At $45+ per gallon, including UPS, it is not cheap!
I also bought two more 28 oz. cartridges of PL Construction Adhesive. Five so far. This caulk will be used up to bond the deck along the top of the stringers.
100 screws may seem a lot but I ended up using most. They are #8 1 1/4 inch screws. Different sized screws will be used to lay the deck plywood to the cross braces.
Stainless screws are essential because they don't rust. Glastron used metal staples and by the time I owned the boat nearly all had corroded.

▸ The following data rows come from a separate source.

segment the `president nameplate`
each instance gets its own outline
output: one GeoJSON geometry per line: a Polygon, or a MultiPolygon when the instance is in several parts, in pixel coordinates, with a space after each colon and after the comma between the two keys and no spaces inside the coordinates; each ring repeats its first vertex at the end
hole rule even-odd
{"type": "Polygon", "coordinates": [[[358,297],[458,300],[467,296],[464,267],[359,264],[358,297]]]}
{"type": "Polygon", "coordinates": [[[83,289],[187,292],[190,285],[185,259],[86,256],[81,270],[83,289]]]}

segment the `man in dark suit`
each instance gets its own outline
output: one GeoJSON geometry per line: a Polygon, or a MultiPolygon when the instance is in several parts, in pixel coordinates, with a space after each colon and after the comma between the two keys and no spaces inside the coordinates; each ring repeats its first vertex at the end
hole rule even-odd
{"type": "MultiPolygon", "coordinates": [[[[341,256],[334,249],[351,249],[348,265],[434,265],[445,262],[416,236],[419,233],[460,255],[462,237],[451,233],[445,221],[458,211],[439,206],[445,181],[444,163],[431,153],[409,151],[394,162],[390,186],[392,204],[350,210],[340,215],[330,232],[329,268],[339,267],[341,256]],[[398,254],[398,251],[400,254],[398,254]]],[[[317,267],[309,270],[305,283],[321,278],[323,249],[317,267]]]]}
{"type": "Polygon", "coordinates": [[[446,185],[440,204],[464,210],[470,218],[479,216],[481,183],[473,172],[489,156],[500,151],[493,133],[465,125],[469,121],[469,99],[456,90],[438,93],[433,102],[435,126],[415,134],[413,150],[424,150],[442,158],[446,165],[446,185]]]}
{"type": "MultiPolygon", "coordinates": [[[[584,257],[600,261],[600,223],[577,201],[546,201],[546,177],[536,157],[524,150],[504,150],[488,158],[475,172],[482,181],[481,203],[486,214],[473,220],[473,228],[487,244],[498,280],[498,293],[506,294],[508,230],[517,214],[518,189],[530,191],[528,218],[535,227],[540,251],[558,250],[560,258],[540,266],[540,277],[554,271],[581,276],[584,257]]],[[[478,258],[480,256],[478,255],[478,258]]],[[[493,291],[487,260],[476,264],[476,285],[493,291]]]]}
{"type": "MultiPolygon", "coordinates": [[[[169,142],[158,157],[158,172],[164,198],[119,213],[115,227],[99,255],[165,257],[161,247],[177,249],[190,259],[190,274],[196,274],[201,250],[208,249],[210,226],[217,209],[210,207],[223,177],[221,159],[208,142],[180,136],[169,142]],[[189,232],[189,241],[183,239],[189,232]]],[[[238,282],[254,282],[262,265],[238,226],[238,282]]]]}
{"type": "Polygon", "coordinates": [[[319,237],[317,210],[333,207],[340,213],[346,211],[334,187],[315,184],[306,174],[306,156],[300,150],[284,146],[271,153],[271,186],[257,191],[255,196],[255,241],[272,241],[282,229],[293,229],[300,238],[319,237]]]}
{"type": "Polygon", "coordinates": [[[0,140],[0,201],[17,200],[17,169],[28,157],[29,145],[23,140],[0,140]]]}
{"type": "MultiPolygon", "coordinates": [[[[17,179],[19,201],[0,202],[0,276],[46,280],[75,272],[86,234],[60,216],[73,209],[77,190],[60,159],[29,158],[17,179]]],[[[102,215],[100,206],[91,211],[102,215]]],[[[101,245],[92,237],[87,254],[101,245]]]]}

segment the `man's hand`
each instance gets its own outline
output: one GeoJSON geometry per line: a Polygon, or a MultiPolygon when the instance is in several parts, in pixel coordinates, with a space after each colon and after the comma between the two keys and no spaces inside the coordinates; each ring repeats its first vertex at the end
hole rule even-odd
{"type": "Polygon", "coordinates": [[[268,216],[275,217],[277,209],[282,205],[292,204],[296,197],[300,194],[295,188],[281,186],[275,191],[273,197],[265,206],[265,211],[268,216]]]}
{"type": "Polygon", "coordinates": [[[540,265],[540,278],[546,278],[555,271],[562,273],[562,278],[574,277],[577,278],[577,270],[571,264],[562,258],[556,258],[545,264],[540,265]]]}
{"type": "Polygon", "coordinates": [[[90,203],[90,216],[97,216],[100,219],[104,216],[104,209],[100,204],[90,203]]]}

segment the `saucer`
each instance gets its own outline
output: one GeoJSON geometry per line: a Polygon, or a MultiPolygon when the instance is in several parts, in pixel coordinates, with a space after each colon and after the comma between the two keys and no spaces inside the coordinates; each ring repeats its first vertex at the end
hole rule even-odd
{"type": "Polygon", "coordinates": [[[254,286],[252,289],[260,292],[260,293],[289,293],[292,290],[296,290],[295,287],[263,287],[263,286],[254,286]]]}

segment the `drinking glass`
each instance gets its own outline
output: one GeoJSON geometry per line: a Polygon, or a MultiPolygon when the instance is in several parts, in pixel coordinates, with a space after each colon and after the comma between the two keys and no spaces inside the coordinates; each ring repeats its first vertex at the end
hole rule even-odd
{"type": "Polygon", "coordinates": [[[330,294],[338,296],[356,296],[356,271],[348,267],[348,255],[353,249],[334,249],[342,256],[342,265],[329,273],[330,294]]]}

I can't remember exactly what I did on this day but the photos tell me the new roll of 1708 biaxial fiberglass cloth came in. I must have finished up the repairs and fiberglassing in the stringers to the hull.
By now I was working in the Batboat wearing shorts and uneven spots of fiberglass poked into my skin. I bought the knee pads weeks earlier and they came in handy.
The new 1708 and my cutting table.
1708 is among the strongest fiberglass weaves available. It is 17 ounces of woven material stitched on top of 8 ounces of chopped strand mat, equaling 25 oz. of fiberglass!!
This rebuild is many times more stronger than what the factory built.
A small hole was left in bottom of the stringers where they meet the transom. This lets water drain to the bilge area if it ever got under the deck. Sorry, they are hard to see. More on this later, however.